Reviewing files that changed from the base of the PR and between fe5ce52 and 19d9c94.

📒 Files selected for processing (1)

• packages/ui/src/components/footer-badges.tsx

[coderabbitai]

Actionable comments posted: 1

♻️ Duplicate comments (3)

packages/ui/src/components/footer.tsx (3)

164-195: ⚠️ Potential issue | 🟠 Major

Typo: __blank should be _blank.

Lines 166, 174, 182, and 190 use target="__blank" (double underscore) instead of target="_blank". The double underscore creates a named window called "__blank" rather than using the reserved _blank target. This means all four links will open/reuse the same named window instead of each opening a new tab, which is almost certainly unintended.

🐛 Proposed fix

             <a
               href="https://trust.prisma.io/"
-              target="__blank"
+              target="_blank"
               rel="noopener noreferrer"
               aria-label="Prisma Trust"
             >

Apply this same change to all four trust badge links (lines 166, 174, 182, 190).

🤖 Prompt for AI Agents

Verify each finding against the current code and only fix it if needed.

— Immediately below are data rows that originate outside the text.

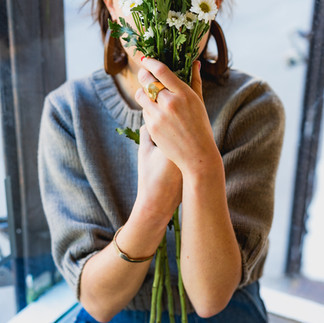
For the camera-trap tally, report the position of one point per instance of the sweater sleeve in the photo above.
(251, 153)
(77, 223)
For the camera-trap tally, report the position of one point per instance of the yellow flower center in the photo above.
(204, 7)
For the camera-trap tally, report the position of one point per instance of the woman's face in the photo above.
(116, 12)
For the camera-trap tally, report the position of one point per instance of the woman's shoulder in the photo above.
(240, 89)
(238, 84)
(75, 91)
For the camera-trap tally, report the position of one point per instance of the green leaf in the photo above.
(129, 133)
(181, 39)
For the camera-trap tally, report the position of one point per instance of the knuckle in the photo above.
(138, 94)
(160, 70)
(143, 75)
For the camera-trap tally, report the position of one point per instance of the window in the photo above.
(46, 45)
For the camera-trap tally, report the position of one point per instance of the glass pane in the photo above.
(7, 289)
(313, 265)
(84, 49)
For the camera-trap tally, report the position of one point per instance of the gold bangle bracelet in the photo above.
(123, 255)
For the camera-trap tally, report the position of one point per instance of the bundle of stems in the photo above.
(169, 31)
(162, 278)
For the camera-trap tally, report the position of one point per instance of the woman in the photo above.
(214, 148)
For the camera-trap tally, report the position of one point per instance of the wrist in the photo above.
(209, 165)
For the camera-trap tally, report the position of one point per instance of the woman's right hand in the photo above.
(159, 180)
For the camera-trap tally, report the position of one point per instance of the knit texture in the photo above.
(88, 173)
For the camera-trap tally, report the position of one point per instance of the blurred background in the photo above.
(270, 40)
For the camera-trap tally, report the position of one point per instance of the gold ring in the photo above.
(152, 90)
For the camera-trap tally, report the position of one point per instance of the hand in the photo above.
(178, 122)
(159, 179)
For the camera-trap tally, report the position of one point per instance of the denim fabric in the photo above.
(246, 306)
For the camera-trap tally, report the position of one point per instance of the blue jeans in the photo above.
(246, 306)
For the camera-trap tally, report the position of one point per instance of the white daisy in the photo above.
(148, 33)
(189, 19)
(206, 9)
(127, 5)
(175, 19)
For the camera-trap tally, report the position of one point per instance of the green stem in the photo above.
(156, 283)
(184, 318)
(161, 280)
(174, 49)
(168, 287)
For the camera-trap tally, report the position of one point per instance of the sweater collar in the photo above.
(111, 98)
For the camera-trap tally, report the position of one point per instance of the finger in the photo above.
(163, 74)
(196, 83)
(144, 101)
(145, 78)
(145, 138)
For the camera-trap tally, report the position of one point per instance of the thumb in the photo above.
(196, 83)
(145, 139)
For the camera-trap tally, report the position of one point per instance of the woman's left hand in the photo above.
(177, 122)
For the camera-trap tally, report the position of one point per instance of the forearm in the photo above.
(108, 283)
(210, 257)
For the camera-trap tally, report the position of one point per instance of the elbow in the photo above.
(100, 313)
(207, 311)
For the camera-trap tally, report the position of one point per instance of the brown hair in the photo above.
(101, 14)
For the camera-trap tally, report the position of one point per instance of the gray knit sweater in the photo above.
(88, 173)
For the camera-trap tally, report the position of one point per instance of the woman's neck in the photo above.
(127, 84)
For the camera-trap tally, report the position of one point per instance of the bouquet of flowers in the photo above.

In `@packages/ui/src/components/footer.tsx` around lines 164 - 195, Fix the typo
where anchor targets use "__blank" (double underscore) so links reuse a named
window; change target="__blank" to the standard target="_blank" for the four
trust badge anchors that render {gdpr}, {hipaa}, {iso27}, and {soc2} (in the
Footer component) and keep the existing rel and aria-label attributes unchanged.

---

29-42: ⚠️ Potential issue | 🟠 Major

Security: Add rel="noopener noreferrer" to prevent reverse tabnabbing.

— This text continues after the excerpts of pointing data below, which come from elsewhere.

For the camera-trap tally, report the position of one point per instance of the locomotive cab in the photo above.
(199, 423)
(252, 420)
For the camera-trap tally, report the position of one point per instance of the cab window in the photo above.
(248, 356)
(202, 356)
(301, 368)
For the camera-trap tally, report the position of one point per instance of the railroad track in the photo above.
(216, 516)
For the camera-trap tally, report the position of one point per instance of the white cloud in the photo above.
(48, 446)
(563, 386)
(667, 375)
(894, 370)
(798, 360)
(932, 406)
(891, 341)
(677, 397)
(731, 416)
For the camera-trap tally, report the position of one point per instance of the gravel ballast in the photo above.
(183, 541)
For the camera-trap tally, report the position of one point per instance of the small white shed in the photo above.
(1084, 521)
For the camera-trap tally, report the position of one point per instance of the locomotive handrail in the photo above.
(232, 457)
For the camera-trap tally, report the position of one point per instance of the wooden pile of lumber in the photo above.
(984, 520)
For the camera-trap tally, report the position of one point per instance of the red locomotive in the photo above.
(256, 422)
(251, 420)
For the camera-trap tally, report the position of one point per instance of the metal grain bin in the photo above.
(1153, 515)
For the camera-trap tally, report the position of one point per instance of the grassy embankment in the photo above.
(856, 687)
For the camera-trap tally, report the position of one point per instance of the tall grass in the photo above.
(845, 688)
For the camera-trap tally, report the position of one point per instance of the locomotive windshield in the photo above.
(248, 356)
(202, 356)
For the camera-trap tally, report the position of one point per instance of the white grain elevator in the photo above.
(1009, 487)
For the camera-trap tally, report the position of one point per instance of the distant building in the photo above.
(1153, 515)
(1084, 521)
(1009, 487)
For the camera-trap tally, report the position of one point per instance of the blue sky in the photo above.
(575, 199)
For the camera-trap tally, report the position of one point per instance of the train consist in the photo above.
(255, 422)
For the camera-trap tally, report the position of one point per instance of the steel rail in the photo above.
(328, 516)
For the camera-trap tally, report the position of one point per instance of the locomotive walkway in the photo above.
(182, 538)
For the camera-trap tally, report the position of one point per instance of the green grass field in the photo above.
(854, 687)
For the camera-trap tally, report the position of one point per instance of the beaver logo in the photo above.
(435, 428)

When target="_blank" is used without rel="noopener noreferrer", the opened page can access window.opener and potentially redirect your original tab to a phishing page. This is a well-known vulnerability called reverse tabnabbing.

Additionally, there's a logic inconsistency: links matching href.startsWith("http") enter this branch but only get target="_blank" when external is explicitly true.

🛡️ Proposed fix

 const Link = ({ external, color, children, href, ...rest }: LinkProps) => {
   const className = clsx(
     "text-foreground-neutral-weak text-md font-semibold leading-md flex items-center cursor-pointer font-medium box-border no-underline px-2.5 -ml-2.5 py-1.5 transition-colors hover:bg-background-ppg-strong rounded-square transition-all",
   );
+  const isExternal = external || (href && (href.startsWith("http") || href.startsWith("//")));

-  if (external || !href || href.startsWith("http") || href.startsWith("#")) {
+  if (isExternal || !href || href.startsWith("#")) {
     return (
       <a
         {...rest}
         href={href}
         className={className}
-        target={external ? "_blank" : "_self"}
+        target={isExternal ? "_blank" : "_self"}
+        rel={isExternal ? "noopener noreferrer" : undefined}
       >
         {children}
-        {external && (
+        {isExternal && (
           <i className="fa-regular fa-arrow-up-right text-foreground-neutral-weaker text-xs ml-1" />
         )}
       </a>
     );
   }

🤖 Prompt for AI Agents

Verify each finding against the current code and only fix it if needed.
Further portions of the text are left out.